What measures are being put in place to contain the spread of these pests?
For fruitflies, we held a sensitization workshop in 2009 where different stakeholders participated. The FAO is coming up with a regional control measure for the West African bloc to harmonize and adopt. Again, scientists are looking for ways to control these pests. For cassava brown streak disease or CBSD, we have stepped up quarantine efforts aimed at curtailing/scrutinizing the entrance of planting materials from those endemic regions. In the future, we are thinking of training our officers on new tools that aid the inspection of imported planting materials.

Why is the response to crop pests especially slow when compared with the response to animal pests?
When new crop pests come in, the impact for the first few years is not so obvious. This is not the case with the invasion of animal pests when you see the deaths of animals. Perhaps this is the reason why crop pests don’t catch the attention of the Government immediately. We could be talking about fruitflies but people are saying, “Mangoes and oranges are still on the streets.” When the devastation arising from pest establishment, spread, and destruction becomes much serious and farmers start crying, that is the time we get an official response, especially in terms of funding for control measures.

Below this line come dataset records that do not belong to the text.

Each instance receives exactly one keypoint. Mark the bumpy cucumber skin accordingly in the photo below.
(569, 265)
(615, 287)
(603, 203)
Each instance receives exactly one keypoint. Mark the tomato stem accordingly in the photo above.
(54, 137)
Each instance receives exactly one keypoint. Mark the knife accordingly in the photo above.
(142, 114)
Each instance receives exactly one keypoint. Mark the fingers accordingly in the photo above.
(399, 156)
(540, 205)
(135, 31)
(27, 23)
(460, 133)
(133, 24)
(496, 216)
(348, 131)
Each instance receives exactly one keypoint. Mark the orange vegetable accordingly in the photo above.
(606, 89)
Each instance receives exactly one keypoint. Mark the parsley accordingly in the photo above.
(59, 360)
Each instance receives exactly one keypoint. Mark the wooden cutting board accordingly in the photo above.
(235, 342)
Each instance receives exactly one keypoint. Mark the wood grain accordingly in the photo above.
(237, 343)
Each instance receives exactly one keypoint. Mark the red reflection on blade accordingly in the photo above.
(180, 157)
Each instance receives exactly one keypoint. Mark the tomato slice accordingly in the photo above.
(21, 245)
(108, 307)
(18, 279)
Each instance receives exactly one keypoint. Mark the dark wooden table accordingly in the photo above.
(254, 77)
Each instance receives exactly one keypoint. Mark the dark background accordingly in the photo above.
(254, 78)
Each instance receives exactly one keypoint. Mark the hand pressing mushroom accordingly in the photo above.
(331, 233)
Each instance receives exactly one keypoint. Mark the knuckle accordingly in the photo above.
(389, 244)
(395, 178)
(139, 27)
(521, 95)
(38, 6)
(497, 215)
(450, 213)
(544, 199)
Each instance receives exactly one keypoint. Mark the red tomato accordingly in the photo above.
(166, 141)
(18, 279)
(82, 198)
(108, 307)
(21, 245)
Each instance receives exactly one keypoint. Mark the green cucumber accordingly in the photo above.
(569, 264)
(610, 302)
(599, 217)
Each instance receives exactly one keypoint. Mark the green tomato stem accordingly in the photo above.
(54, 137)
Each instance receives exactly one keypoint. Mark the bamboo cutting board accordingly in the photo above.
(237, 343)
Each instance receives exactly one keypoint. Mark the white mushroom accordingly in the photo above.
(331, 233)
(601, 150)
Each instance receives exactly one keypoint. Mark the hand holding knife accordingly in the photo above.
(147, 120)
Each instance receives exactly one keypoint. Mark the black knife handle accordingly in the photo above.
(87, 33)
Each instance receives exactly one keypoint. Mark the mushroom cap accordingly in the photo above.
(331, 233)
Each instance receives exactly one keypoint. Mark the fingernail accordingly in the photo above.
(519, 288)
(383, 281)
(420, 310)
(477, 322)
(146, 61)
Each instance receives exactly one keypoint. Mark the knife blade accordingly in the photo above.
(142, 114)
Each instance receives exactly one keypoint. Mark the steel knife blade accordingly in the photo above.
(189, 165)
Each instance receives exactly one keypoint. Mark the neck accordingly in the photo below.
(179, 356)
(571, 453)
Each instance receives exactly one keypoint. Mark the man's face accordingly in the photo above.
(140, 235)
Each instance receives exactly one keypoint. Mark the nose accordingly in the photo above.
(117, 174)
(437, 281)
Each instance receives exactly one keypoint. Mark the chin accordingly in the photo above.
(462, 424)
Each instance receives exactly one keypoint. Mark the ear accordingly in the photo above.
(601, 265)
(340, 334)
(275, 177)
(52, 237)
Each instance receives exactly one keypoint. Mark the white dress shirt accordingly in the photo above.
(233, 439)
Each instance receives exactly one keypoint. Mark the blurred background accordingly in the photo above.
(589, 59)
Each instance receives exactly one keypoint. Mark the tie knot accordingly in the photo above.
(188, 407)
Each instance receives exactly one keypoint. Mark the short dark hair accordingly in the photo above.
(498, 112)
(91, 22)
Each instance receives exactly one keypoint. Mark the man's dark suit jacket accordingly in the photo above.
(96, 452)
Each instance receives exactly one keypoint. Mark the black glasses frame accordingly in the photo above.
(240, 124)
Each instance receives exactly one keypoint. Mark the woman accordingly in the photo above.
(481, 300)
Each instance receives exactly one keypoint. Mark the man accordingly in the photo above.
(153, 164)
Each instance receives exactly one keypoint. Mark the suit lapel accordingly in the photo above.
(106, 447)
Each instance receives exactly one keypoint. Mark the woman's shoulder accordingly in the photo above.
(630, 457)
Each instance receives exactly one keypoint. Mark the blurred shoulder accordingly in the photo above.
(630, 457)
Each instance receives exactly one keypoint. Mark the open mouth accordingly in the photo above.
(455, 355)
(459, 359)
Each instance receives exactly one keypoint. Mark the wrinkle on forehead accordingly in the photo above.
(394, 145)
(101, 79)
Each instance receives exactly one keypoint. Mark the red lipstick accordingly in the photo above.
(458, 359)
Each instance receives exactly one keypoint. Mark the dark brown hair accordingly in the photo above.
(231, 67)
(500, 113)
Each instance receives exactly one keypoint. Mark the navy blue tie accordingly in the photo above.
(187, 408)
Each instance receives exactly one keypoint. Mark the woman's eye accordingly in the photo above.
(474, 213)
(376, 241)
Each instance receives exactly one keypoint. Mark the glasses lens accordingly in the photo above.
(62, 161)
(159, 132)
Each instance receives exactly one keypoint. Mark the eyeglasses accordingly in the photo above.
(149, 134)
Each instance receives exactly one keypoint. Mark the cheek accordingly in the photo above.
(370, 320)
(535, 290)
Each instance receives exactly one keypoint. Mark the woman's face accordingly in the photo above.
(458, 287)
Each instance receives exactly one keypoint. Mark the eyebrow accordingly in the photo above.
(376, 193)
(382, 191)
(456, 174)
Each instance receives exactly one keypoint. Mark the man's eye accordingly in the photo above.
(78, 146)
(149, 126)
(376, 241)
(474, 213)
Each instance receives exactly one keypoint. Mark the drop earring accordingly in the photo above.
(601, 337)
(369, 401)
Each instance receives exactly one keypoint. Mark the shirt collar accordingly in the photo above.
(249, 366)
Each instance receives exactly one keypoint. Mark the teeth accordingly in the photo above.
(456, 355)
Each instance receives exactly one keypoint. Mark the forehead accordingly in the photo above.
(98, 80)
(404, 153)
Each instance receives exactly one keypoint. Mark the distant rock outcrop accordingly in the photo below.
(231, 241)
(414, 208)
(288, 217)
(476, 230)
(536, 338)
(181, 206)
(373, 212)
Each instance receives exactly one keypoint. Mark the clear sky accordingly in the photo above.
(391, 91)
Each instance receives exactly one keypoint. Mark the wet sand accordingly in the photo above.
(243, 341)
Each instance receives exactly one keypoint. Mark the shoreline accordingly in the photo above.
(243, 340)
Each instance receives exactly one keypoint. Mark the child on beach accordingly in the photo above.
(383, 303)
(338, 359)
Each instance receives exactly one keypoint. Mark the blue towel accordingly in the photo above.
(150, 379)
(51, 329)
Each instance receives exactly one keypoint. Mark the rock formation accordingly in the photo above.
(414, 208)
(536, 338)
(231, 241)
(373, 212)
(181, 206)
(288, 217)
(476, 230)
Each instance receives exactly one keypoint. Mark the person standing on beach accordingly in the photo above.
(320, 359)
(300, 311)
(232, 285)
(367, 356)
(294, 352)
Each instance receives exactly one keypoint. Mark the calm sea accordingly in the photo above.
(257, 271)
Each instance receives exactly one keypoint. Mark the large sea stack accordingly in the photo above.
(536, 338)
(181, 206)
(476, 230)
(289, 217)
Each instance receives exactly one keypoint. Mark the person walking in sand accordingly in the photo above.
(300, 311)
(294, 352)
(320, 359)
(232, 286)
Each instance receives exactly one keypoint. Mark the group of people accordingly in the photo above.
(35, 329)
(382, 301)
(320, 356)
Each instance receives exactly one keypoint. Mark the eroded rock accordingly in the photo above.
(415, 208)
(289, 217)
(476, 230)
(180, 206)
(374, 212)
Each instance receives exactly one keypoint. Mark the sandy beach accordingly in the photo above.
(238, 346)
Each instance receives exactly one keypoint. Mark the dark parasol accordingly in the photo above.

What kind of support would you ask for specifically?
Capacity building to enhance pest interception and diagnosis is very important for us. If you don’t have knowledge about the biology of the pests, you may have problems. The quarantine inspectors/officers need to be trained and the training needs to be continuous. Secondly, a country like Nigeria has a very diverse culture and the climatic conditions to grow crops all year round, so there is a need for us to conduct pest surveillance so that we know the pest status in the country.

There is an ongoing pest survey and this is being done on a crop by crop basis. Scientists from universities, national agricultural research institutes, and international organizations are involved and we hope it will be on a continuous basis with support from the government and stakeholders.

How good an option is biocontrol?
Biocontrol is a good strategy. Everybody wants to deemphasize the use of pesticides because of the effect of chemical residues and there is a lot of emphasis now on food safety. Also there is concern about preserving biodiversity. Now the emphasis is on integrated pest management. The more often you can eliminate the use of pesticides, the better.

How is the collaboration with IITA?
We have a very good and strong relationship with IITA. IITA is our major stakeholder when it comes to germplasm exchange.

IITA has been assisting us in the training of our officers—upgrading their skills—especially in the area of pest diagnosis.

Sometimes when we are handicapped by inadequate facilities IITA steps in. Also IITA is good in the area of information dissemination which had been beneficial to us.
The collaboration with IITA is quite strong and mutually beneficial. Sometimes IITA assists us to attend international workshops and seminars that are relevant for job improvement.

The institute has contributed to our effectiveness in the country.